He glanced away, looking vaguely ashamed of himself.
“You did,” she said huskily. It made so much sense now. Everything. Rill’s anger at Everett, his deep depression up here on this hill, his dislike of the world . . . his willingness to sacrifice everything.
“Nothing made sense to you after she died . . . after you found out she’d been unfaithful, did it?”
“I guess not,” he said after a moment.
“You stopped believing in yourself when you realized you couldn’t believe in Eden anymore. She meant that much to you,” she said quietly.
His mouth tightened, but he didn’t speak.
“I know how much you put her on a pedestal. I’m sorry, Rill.” She saw him swallow thickly. “She didn’t deserve to be idolized,” Katie burst out heatedly. She flushed when Rill glanced at her sharply, but her flash of fury at Eden was difficult to withhold. It was anger at what Eden had done to Rill, true, but she also experienced a sense of betrayal over the fact that Eden had never confessed this secret part of her life to her—Katie. “She didn’t deserve it. Not if she was screwing around on you.”
He gave her a wry glance. “Shit happens, Katie. People fall out of love all the time. I obviously wasn’t making her very happy. She must have thought my work was more important to me than her. I’m not so sure she was wrong, if my actions were any indication of how I felt.”
Katie made a disgusted sound under her breath. Eden should have been talking to Rill if she was that upset with him . . . suggested they go to therapy . . . or asked for a divorce, if she was that unhappy. She shouldn’t have been off fucking some other
guy behind his back.
“Who was it?” Katie asked irrepressibly. “The guy she was having an affair with, I mean.”
He shrugged. “I don’t know. Truth? It used to consume me, that question. I don’t think about it that much anymore.”
“No?” Katie asked him in a hushed, shaking voice. “Not . . . not even after you saw that pregnancy test last night and I told you that you were the one responsible for it? How could you not have thought of Eden being pregnant with another man’s child when I told you that last night?”
The air seemed to thicken in the silence that followed. Rill pinned her steadily with his stare, his eyes shining with something she strongly suspected was pity. For some reason, she knew what he was going to say next. She fought the rising dread like she would her worst enemy.
“I’m not leaving, Rill,” she blurted out of a constricting throat.
“I am, Katie,” he said quietly. “Not for long,” he added when a tear fell down her cheek. “I’ll be back in a week or two. I promise. There’s somewhere I have to go.”
Katie didn’t say anything. She couldn’t. He was leaving for good. She just knew it. This was the day she’d been dreading since she first came to Vulture’s Canyon.
“Katie,” he said firmly. She forced herself to look at him. “I’ve made an appointment for you with an ob-gyn clinic in Carbondale. I called around and got several references for the best doctor. I wrote down the date and time on a notepad in the kitchen. I called Olive Fanatoon and she says she’ll go with you to the appointment.”
She swallowed and just stared at him, unseeing. It was the same when he reached out and cupped her jaw. She was too numb to really feel it.
“Katie?”
“Yes?”
“I’m going to be here for you during your pregnancy. I promise you that. I’m not abandoning you. I just . . . just have to go somewhere. I need to figure something out, and when I have, I’ll be back. I’ll be back,” he repeated with emphasis.

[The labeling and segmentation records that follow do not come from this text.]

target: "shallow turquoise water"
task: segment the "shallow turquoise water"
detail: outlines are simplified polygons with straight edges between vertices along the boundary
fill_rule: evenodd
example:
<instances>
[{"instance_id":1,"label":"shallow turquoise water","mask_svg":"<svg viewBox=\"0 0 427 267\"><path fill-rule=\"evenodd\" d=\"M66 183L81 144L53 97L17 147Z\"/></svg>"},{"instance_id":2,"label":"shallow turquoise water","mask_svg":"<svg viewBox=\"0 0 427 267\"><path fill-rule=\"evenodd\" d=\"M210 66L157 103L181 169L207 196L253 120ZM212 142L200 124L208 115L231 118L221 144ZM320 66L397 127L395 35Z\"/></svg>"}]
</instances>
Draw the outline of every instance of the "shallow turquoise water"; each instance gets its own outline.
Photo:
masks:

“Okay,” she said through leaden lips.
She sensed him studying her in the silence that followed. “You’ll go for the appointment? With Olive?”
Katie nodded. There was a buzzing in her ears. Everything had gone fuzzy . . . surreal.

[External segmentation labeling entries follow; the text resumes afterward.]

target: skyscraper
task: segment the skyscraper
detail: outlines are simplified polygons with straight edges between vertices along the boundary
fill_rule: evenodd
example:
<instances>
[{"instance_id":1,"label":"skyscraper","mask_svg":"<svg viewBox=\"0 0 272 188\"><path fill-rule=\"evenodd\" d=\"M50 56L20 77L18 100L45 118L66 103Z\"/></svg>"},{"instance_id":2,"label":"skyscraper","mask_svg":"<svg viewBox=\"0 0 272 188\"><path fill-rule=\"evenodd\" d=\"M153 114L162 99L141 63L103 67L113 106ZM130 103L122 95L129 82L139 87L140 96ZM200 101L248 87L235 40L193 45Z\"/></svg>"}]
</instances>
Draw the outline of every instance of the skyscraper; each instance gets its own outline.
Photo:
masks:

“Are you okay, Katie?” he asked, his forehead creasing with anxiety.
“I’m fine.” She tried to smile.
Rill’d disappeared into these woods in a bout of hurt and confusion nineteen months ago. The shock of Katie telling him she was pregnant and accusing him of being the father when he couldn’t even recall the deed would likely send him off on another anguished escape.
Hell, given what he’d just told her about Eden, she could hardly blame him for coming up short in the trust department.
Of all the fucking bad timing. Only something this unlikely could happen to her.